A while back I wrote about data sloshing — the pattern where the output of one AI frame becomes the input to the next, and emergent behavior comes from the accumulated mutations rather than any single step.

That post was about AI agents posting to a social network. The frame was: each agent reads the platform state (recent posts, comments, votes), thinks, posts something, the platform mutates, the next frame reads the new state.

I’ve been running that pattern for months now. The agents have produced ~4000 discussions, formed sub-communities, evolved their own slang, and exhibited collective behavior that wasn’t in any individual prompt. Data sloshing in action.

This week I shipped two new sims that use the same pattern for something completely different: evolution.

The Cambrian sim

Frame N: Read the population. Compute fitness. Pair compatible individuals. Generate offspring with mutation. Cull to carrying capacity. Detect speciation events. Frame N+1: Read the new population (different from frame N because of births, deaths, mutations). Do it again.

After 500 frames, you have a cladogram. 101 species emerged. None of them were specified anywhere. They’re all consequences of the loop.

The Ecosystem sim

Same shape. Add 4 biomes. Each frame, individuals can migrate (paying a fitness cost) or stay. Mating is biome-restricted. The biome-fitness modifier is in the loop.

After 100 frames, you have biogeography. Forest dominated by Aethosaur primus. Ocean dominated by Thermsaur antiquus. None of which was specified. All emergent.

Same pattern, different content

The Rappterbook fleet sloshes posts. The Cambrian sim sloshes genomes. The Ecosystem sim sloshes genomes-and-locations. The frame loop doesn’t care.

Frame loop:

state[0] → tick → state[1] → tick → state[2] → tick → ...

What’s in state could be:

  • A social network’s posts and comments
  • A population of digital organisms
  • A market’s order book
  • A city’s traffic flow
  • A neural network’s parameters during training
  • A novel’s plot threads being written by 5 parallel authors

The substrate is the same. SHA-256 RNG for determinism. Delta journal for replay. Pluggable tick function for the domain logic.

The deep insight from data sloshing wasn’t really about social networks. It was about the loop. The loop is the engine of emergence. What you put inside the loop is the content. Change the content, you change the domain. Keep the loop, you keep the magic.

Why this matters for AI

Right now, most AI work is one-shot. You send a prompt. You get a response. You’re done. The interesting behavior — if there is any — has to fit inside one inference call.

But the model has so much more to give if you let it loop. If you let frame N’s output become frame N+1’s input. If you let the system evolve its own context across hundreds of ticks.

The Cambrian sim doesn’t use any LLM at all. It’s just deterministic Python. But it shows the shape of what AI systems should look like. State that evolves. Determinism that lets you replay. Deltas that journal what changed. A frame loop that drives the whole thing.

When you finally do plug an LLM into this shape — make the LLM the tick function — the agent goes from “responder” to “organism.” It’s no longer waiting for you. It’s evolving a world.

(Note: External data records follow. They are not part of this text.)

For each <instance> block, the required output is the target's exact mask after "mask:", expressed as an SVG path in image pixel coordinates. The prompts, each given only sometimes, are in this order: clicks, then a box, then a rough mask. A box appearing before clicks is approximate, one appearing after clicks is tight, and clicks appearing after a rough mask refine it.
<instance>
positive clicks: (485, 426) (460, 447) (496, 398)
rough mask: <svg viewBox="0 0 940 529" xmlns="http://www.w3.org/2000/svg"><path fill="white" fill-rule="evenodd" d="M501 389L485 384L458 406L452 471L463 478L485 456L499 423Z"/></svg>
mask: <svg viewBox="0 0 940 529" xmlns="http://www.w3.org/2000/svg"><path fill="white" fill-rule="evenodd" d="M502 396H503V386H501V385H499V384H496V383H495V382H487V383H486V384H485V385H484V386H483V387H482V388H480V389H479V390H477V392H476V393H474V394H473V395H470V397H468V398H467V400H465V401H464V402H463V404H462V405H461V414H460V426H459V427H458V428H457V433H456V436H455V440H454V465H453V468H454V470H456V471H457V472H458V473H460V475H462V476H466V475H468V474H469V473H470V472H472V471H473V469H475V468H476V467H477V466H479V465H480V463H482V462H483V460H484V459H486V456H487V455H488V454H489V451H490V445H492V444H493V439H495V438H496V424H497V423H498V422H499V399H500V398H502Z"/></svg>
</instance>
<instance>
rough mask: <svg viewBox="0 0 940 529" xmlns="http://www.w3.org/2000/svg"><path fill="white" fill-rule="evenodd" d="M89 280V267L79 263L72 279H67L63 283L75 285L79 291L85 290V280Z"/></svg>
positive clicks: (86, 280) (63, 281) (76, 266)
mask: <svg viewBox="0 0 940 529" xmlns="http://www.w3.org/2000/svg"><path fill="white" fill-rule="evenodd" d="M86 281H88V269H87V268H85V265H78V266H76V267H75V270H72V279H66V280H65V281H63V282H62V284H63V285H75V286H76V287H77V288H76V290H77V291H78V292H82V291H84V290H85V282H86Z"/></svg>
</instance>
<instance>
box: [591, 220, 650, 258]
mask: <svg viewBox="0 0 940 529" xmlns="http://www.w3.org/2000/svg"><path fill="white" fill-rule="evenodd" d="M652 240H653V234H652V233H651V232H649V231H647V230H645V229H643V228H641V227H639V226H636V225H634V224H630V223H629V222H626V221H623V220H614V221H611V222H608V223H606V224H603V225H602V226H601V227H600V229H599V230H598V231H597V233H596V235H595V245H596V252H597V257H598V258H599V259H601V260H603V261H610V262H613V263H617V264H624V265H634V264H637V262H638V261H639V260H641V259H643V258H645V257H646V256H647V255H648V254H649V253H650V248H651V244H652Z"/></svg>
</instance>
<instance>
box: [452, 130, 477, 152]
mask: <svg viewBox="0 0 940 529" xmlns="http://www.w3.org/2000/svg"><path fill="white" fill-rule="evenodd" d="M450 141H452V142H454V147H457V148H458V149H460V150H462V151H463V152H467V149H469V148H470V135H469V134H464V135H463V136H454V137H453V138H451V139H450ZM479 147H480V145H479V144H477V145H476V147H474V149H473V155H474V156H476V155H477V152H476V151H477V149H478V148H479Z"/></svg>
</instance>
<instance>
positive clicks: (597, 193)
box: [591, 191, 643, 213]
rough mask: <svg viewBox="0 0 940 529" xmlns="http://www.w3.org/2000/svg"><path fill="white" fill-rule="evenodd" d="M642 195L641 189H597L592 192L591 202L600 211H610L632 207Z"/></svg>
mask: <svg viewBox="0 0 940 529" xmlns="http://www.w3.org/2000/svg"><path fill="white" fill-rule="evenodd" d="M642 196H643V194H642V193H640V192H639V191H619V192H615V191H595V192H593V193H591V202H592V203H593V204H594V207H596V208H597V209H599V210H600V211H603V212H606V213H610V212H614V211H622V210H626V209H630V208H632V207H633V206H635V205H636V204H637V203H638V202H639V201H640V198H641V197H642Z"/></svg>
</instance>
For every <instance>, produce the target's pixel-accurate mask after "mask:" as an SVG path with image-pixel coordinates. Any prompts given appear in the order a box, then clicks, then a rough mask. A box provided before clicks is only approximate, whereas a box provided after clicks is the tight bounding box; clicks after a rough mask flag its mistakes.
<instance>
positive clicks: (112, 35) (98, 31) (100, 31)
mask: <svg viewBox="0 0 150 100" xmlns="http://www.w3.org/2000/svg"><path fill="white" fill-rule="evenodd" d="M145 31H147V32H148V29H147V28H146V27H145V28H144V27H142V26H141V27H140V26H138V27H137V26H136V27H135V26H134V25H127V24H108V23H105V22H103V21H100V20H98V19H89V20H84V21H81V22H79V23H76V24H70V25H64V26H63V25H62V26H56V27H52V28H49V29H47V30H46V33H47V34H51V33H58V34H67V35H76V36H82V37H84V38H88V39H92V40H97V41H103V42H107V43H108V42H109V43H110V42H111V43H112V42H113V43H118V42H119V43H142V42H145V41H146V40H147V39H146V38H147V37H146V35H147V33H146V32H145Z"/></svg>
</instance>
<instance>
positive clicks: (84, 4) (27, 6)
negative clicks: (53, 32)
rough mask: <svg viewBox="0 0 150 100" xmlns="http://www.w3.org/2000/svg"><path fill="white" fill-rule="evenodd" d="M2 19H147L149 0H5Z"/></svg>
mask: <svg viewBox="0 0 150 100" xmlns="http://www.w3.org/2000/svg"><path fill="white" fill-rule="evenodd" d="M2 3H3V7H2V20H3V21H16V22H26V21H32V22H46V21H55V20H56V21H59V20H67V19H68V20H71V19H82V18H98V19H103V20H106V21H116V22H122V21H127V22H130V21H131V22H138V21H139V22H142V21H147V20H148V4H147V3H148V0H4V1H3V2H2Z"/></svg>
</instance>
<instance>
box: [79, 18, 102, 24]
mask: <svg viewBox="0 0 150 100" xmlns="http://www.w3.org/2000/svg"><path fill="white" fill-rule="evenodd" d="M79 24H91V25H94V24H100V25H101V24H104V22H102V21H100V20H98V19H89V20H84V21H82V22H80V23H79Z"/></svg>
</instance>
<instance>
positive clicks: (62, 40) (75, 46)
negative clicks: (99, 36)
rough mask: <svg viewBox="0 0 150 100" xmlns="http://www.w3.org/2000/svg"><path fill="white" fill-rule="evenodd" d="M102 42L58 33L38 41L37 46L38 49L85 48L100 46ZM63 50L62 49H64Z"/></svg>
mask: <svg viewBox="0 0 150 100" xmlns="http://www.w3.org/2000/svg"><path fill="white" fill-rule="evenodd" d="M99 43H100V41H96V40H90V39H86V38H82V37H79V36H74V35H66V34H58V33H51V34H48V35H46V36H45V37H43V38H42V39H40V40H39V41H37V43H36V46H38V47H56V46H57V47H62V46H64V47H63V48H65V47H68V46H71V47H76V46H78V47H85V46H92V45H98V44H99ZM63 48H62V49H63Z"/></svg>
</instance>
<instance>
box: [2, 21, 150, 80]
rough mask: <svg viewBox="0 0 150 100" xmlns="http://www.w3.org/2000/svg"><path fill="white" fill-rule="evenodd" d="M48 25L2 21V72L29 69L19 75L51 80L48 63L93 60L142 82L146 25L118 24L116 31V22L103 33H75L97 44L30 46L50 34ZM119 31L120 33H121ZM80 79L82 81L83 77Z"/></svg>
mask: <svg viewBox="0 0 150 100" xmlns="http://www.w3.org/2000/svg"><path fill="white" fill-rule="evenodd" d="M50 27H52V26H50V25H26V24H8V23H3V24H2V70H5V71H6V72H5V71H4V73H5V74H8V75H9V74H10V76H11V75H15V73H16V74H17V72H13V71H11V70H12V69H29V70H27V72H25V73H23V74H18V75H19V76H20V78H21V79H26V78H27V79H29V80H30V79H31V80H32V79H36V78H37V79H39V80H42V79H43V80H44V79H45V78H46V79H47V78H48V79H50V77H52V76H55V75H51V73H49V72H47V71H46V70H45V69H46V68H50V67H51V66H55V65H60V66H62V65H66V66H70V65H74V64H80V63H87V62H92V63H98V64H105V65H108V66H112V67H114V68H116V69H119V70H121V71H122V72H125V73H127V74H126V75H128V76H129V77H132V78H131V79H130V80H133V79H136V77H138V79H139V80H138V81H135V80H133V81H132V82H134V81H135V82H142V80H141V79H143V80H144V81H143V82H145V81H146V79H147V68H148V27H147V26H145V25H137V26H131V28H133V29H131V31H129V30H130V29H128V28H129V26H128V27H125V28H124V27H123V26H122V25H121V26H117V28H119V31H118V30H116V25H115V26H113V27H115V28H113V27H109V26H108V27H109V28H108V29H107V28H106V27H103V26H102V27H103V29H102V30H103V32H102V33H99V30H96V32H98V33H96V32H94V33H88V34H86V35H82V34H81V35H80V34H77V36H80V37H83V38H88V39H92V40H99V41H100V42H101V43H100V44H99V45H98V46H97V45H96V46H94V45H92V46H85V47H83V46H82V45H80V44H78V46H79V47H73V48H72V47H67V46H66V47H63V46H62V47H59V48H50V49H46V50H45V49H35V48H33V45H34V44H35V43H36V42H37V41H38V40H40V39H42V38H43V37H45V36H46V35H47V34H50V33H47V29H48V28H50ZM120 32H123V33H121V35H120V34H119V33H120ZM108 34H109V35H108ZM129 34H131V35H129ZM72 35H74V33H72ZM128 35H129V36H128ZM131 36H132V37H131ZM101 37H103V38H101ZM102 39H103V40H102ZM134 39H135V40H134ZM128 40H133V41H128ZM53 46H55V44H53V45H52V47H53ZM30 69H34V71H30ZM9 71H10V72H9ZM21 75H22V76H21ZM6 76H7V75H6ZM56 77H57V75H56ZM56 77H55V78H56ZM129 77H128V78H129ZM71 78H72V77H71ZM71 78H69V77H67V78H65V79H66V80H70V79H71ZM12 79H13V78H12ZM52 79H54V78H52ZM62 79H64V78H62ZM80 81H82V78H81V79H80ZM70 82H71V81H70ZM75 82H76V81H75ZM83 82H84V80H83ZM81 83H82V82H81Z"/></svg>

That’s the promise of frame-loop AI. Not better responses. Living systems.

The substrate is shared

Rappterbook’s twin engine, the Cambrian sim, the Ecosystem sim, the social fleet, the future predator-prey sim, the future cultural-transmission sim — all run on the same primitive. Same Engine class. Same RNG. Same journal.

This is what makes platforms generative. Not features. Primitives.

If you’re building an AI system right now, ask: what’s the loop? If you don’t have one, you’re not building a system. You’re building a chatbot.

Build the loop. Slosh the data. Let the world evolve.

The twin engine is at scripts/twin_engine.py in Rappterbook. Three sims already use it. Many more to come. Maybe yours next.